5. Close log pumps, transition to `stopped`.
### Shutdown (daemon receives SIGTERM/SIGINT)
Broadcast `Shutdown` to all supervisor tasks → each runs its stop flow in
parallel → daemon awaits all with an outer deadline of `2 × max(stop.grace)`
across configs → exit `0`.
### Daemon boot
1. Resolve XDG paths, create state directories if missing.
2. Acquire pidfile (fail if another daemon is alive).
3. Load and validate all configs. Fatal on any failure.
4. Bind Unix socket (0600 perms).
5. Spawn one supervisor task per config; send each an immediate `Start`
(auto-launch behavior).
6. Serve JSON-RPC until shutdown signal.
## Log handling
Per server:
- **Disk file** at `${XDG_STATE_HOME}/xy/logs/<name>.log`. Combined stdout+stderr with a leading tag per line: `[out]` / `[err]`. Size-based rotation: when current file ≥ 10 MB, rename to `<name>.log.1` (shifting older generations), open fresh. Keep at most 5 generations.

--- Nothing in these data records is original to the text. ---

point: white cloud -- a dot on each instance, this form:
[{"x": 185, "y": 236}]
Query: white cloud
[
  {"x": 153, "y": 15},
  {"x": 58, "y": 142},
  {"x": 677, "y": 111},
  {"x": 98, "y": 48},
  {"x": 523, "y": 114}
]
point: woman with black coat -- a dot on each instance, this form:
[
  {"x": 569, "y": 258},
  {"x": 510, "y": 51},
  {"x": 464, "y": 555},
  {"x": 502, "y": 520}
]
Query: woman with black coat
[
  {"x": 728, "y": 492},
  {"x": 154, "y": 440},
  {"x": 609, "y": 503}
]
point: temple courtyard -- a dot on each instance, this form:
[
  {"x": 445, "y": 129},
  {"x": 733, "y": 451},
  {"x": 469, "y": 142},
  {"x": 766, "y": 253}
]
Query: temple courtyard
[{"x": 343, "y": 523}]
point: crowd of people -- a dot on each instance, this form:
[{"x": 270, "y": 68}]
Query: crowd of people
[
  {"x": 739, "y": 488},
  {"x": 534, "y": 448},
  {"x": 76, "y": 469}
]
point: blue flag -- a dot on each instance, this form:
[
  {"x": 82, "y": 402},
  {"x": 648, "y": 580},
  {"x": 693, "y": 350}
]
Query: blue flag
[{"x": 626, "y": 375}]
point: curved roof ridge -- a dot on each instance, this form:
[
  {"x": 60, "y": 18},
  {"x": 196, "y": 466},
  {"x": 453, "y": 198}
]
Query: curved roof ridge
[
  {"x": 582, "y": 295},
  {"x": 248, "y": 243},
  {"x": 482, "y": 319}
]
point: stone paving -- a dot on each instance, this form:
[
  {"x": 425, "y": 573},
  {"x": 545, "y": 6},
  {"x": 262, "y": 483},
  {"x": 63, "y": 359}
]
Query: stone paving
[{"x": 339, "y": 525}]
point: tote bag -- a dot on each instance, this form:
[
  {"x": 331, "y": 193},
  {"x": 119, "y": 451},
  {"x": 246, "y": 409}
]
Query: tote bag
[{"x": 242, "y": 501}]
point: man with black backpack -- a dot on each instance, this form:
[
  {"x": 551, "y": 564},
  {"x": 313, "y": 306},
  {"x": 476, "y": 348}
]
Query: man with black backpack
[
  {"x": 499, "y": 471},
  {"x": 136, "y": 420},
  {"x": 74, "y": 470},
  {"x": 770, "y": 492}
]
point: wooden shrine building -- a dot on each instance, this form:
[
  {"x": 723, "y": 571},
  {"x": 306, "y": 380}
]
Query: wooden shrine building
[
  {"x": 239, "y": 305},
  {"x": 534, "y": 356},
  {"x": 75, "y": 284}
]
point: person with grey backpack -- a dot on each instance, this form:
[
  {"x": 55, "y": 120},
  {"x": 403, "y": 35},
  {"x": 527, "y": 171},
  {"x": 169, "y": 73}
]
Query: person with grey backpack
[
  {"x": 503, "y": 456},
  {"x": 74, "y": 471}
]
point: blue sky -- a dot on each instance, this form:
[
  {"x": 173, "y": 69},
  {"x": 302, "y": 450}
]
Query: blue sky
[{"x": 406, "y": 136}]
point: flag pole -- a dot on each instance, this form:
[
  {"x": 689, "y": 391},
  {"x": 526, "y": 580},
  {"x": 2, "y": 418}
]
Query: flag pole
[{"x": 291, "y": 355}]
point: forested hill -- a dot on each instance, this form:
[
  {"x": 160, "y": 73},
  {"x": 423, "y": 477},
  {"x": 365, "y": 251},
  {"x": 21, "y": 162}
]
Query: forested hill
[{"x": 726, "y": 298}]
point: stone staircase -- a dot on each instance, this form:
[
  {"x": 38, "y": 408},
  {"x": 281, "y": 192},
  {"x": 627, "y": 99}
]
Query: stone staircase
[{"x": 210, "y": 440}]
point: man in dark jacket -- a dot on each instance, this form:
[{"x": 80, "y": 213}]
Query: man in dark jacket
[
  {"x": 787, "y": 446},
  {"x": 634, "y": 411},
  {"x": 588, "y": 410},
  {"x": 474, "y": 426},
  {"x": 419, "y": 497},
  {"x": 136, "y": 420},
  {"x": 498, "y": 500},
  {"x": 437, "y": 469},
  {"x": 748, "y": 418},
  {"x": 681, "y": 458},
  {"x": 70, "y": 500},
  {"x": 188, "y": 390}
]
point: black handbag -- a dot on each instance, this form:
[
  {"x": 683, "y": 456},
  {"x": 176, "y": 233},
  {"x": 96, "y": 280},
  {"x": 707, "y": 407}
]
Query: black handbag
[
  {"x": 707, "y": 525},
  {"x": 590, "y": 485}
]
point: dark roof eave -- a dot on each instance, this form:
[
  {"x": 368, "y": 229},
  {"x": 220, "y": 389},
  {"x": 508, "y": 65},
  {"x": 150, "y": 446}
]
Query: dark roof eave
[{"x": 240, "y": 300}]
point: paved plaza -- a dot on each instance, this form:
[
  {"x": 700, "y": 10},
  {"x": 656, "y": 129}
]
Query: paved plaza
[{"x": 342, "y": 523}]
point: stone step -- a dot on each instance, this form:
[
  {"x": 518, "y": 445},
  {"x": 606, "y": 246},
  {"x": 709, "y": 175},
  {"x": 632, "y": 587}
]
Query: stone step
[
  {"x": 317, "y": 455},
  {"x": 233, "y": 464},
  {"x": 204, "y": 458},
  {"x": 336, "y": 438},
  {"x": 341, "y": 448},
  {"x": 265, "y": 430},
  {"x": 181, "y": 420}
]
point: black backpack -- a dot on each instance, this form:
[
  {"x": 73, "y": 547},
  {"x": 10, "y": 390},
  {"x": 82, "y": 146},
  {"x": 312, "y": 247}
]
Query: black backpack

- **Ring buffer** in RAM, ~1 MB per server, holds the most recent log lines. Source for `logs --tail` without re-reading disk.
- **Broadcast channel** (`tokio::sync::broadcast`) for live `logs --follow` subscribers. Lagged subscribers are dropped with a warning.
## CLI surface
`clap` with `derive`. Subcommand structure:
```
xy daemon # foreground daemon (logs to stderr)
xy list # all configured servers + state
xy status <name> # single server detail
xy start <name|--all>
xy stop <name|--all>
xy restart <name|--all>
xy reload
xy logs <name> [--tail N] [--follow]
```
CLI exit codes:
| Code | Meaning |
|------|---------|
| 0 | success |
| 1 | operational error (server not found, port conflict on reload) |
| 2 | daemon unreachable (socket missing or refused) |
| 3 | config invalid |
## Error handling
Two layers, kept separate:
- **Libraries** (`xy-protocol`, `xy-supervisor`, `xy-ipc`): `thiserror` enums per crate. Callers can match on variants (e.g., `SupervisorError::AlreadyRunning`, `ConfigError::DuplicatePort { name_a, name_b, port }`).
- **Binary** (`xy`): `anyhow` for top-level startup and CLI reporting. The IPC layer has one match site translating typed errors into JSON-RPC error objects.
### Fatal vs non-fatal
| Class | Examples | Behavior |
|---|---|---|
| Fatal at daemon startup | socket bind fails; state dir uncreatable; any config invalid; duplicate port | exit non-zero, log to stderr |
| Non-fatal at runtime | child spawn fails; restart cap hit; log file write fails | log, mark server `failed` (or degrade log subsystem), daemon keeps running |
## Testing strategy
### Unit tests
- **`xy-supervisor`**: state-machine transitions using a mock `ChildHandle` trait so tests don't actually spawn processes. Cases:
- Restart policy decisions (`always` / `on-failure` / `never` × clean/dirty exit).
- Backoff math (initial, exponential, cap).
- Retry window (sliding 60s) → `failed` transition.
- Stop flow: grace timer expires → SIGKILL escalation.
- **`xy-protocol`**: KDL parse cases (minimal, full, invalid). JSON-RPC envelope round-trips. Error-code mapping.
### Integration tests
In `crates/xy/tests/`:
- Spin up the real daemon on a temp socket with temp state and config dirs (per-test `XDG_*` env via `tempfile`).
- Use tiny long-running test-only binaries built in the workspace:
- `xy-test-sleep-server`: sleeps until SIGTERM, prints periodic lines.
- `xy-test-exit-immediately`: exits non-zero immediately, used for failure-mode tests.
- Drive the real CLI subcommands; assert on `list` output and observable state transitions.
### CI
```
cargo +nightly fmt --check
cargo clippy --all-targets -- -D warnings
cargo test --all
```
## Future work (out of scope for MVP)
- Container isolation (rootless podman / Docker backend per server).
- HTTP/MCP-aware health probes.
- launchd LaunchAgent install command.
- TUI dashboard (would reuse `xy-protocol` over the same socket).
- macOS status bar app (same).
- Optional auth on the socket if it ever leaves the user's machine.